Too bad for Emacs users. No, I don't see how that usually makes more sense,
whether it is common or not. Especially in the case of a non-interactive
function that has not particularly been advertised (e.g. in the Emacs-Lisp
manual), to me it makes more sense to change the function name when the
signature changes that much. (Simply adding parameters is of course not a
problem, if &optional or &rest is used to maintain backward compatibility.)

    Some functions are known to be "exported"

I don't know what you mean here. Do you mean documented in the manual?

    in which case we have to be
    careful, which is already a pain in the _|_ at times, but if we start to
    have to be careful like that with each and every function, it's
    going to be *really* annoying.

Annoyance to developers is important, but it is not as important as clean
software and clear software maintenance. Some developers have always felt
that the effort required to be user-friendly was simply a pain in the _|_
and a waste of their time and creativity. Most, fortunately, out-grow that,
or they learn better from being also users or maintainers of code written by
others.

Take me back a few decades, when writing clear code and commenting it was
considered, well wimpy. I knew a Lisp programmer who never, ever used any
whitespace that was not syntactically significant - tons of code in one long
line (no exaggeration). His personal shortcuts weren't limited to saving
whitespace (which could have been gotten around by pretty-printing). He was
brilliant and Lisp was about his only mode of thought, but his code was
considered strictly personal - no one wanted to try to modify, reuse, or
understand it.

To him it was "pretty common" to save time and space in his own way and it
would have been "*really* annoying" to write code that something other than
a Lisp machine or byte-compiler could read. He was, yes, very fast and very
good. He and his code just didn't play well with others.

    Next time around you'll come and complain that Emacs-22.1
    defined foo-titi
    and when its interface was changed in Emacs-22.4 the name was changed to
    foo-toto, and when the interface was changed yet again in
    Emacs-23.1 the name
    was changed to foo-titi ('cause the coder didn't know that name
    had already
    been in use a few years back), so now you again have no way to
    tell whether
    foo-titi uses the Emacs-22.1 or the Emacs-23.1 convention.

That would still be one problem less. That is, the same problem might
conceivably resurface, as you point out, but only in a much more limited and
less likely situation.

As far as I can see, you've simply pointed out an additional (unlikely)
problem to be tackled, not an argument for the status quo.

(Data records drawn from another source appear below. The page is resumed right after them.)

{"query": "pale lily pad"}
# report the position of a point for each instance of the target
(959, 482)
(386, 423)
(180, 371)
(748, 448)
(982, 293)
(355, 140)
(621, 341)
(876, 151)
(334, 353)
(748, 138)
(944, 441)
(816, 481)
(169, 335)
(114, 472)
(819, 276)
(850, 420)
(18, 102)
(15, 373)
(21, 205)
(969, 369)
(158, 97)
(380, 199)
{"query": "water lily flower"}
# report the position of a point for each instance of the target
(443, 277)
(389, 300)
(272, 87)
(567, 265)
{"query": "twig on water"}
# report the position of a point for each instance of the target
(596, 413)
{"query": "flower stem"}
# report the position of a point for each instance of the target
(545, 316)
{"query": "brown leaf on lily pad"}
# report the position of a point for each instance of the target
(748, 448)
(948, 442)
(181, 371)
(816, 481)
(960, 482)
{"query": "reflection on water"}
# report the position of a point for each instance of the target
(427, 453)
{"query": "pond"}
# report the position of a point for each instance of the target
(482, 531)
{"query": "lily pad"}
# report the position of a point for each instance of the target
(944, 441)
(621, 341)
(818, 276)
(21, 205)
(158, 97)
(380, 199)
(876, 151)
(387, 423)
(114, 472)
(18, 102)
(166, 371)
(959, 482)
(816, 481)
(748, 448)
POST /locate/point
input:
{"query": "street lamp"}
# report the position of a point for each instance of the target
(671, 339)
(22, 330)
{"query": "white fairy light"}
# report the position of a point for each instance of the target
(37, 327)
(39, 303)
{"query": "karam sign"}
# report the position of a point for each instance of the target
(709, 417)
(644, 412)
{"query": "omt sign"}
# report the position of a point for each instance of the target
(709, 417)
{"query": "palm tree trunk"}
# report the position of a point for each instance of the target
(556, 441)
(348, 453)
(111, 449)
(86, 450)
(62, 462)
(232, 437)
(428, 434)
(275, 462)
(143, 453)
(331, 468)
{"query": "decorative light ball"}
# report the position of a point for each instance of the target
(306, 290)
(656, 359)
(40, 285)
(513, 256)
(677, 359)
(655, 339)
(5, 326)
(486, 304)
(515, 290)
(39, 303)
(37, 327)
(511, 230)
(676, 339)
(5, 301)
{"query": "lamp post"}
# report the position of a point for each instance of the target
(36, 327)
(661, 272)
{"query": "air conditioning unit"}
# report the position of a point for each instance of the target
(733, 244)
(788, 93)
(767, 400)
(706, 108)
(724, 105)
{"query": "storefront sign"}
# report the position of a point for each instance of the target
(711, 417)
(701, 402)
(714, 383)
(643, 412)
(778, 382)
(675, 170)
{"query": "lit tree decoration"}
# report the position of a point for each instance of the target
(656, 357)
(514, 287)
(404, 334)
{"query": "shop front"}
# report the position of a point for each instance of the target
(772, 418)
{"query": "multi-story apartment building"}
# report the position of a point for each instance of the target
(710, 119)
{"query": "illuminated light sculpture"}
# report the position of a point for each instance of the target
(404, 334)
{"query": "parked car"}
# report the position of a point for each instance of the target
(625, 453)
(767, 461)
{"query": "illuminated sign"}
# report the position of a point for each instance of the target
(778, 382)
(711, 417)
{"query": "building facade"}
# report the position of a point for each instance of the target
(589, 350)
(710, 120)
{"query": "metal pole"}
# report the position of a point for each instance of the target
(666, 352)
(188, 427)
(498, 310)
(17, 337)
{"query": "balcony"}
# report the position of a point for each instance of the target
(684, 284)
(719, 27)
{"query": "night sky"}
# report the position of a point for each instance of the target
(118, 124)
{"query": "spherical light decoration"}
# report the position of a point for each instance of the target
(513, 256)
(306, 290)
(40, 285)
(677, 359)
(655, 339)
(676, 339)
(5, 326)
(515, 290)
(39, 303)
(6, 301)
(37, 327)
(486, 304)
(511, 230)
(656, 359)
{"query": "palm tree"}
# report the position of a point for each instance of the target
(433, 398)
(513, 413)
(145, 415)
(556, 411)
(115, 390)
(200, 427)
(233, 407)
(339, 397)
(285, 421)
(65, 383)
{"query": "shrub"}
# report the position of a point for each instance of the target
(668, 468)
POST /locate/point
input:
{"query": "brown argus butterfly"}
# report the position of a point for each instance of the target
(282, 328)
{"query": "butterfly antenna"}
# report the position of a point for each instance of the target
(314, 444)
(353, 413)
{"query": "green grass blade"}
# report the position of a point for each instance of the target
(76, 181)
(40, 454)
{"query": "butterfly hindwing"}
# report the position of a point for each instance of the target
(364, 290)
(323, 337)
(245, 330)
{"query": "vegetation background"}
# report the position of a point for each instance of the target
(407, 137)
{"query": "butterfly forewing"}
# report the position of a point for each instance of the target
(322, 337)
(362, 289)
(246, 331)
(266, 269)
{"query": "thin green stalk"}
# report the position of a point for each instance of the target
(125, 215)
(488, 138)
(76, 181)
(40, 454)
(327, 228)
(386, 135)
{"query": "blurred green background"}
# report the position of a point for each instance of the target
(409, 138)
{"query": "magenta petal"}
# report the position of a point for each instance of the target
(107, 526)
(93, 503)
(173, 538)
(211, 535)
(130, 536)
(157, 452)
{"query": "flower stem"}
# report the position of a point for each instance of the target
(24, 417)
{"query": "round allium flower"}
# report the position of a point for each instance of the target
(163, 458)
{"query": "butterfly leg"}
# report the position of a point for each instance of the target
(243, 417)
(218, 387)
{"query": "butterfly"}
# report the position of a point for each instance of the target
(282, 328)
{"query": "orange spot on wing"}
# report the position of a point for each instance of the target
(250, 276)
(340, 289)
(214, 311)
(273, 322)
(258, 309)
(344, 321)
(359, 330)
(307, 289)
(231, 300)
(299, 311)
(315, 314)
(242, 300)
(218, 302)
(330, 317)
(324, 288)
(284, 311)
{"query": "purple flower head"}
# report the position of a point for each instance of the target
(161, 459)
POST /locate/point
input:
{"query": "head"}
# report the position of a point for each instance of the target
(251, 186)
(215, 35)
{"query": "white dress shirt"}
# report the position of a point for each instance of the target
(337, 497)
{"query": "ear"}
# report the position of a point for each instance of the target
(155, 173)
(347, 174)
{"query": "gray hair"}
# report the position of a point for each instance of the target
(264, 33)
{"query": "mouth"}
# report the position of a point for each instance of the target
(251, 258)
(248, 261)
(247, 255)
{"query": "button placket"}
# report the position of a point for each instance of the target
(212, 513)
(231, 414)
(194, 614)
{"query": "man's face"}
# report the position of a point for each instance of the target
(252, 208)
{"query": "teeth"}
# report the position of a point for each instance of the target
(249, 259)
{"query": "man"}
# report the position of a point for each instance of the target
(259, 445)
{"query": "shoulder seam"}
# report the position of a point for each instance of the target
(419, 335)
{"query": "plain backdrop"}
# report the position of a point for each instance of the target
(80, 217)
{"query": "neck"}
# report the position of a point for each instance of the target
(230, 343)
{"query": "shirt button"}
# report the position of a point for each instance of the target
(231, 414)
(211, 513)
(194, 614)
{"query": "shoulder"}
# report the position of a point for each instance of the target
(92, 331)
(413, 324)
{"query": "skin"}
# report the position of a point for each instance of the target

My general point is that Emacs users, more than users of other applications
(non-free and perhaps even other free applications), also read and reuse
Emacs source code. Keeping an eye out for how users might be affected by
source-code changes would be a *good thing*. I know the stock answer is that
Emacs developers don't care about backward compatibility, but some Emacs
users do: users who develop external libraries.

Do those users matter to Emacs development? Should you care about them? Put
it another way: How many useful Emacs features were imported from code
written originally by users as external libraries?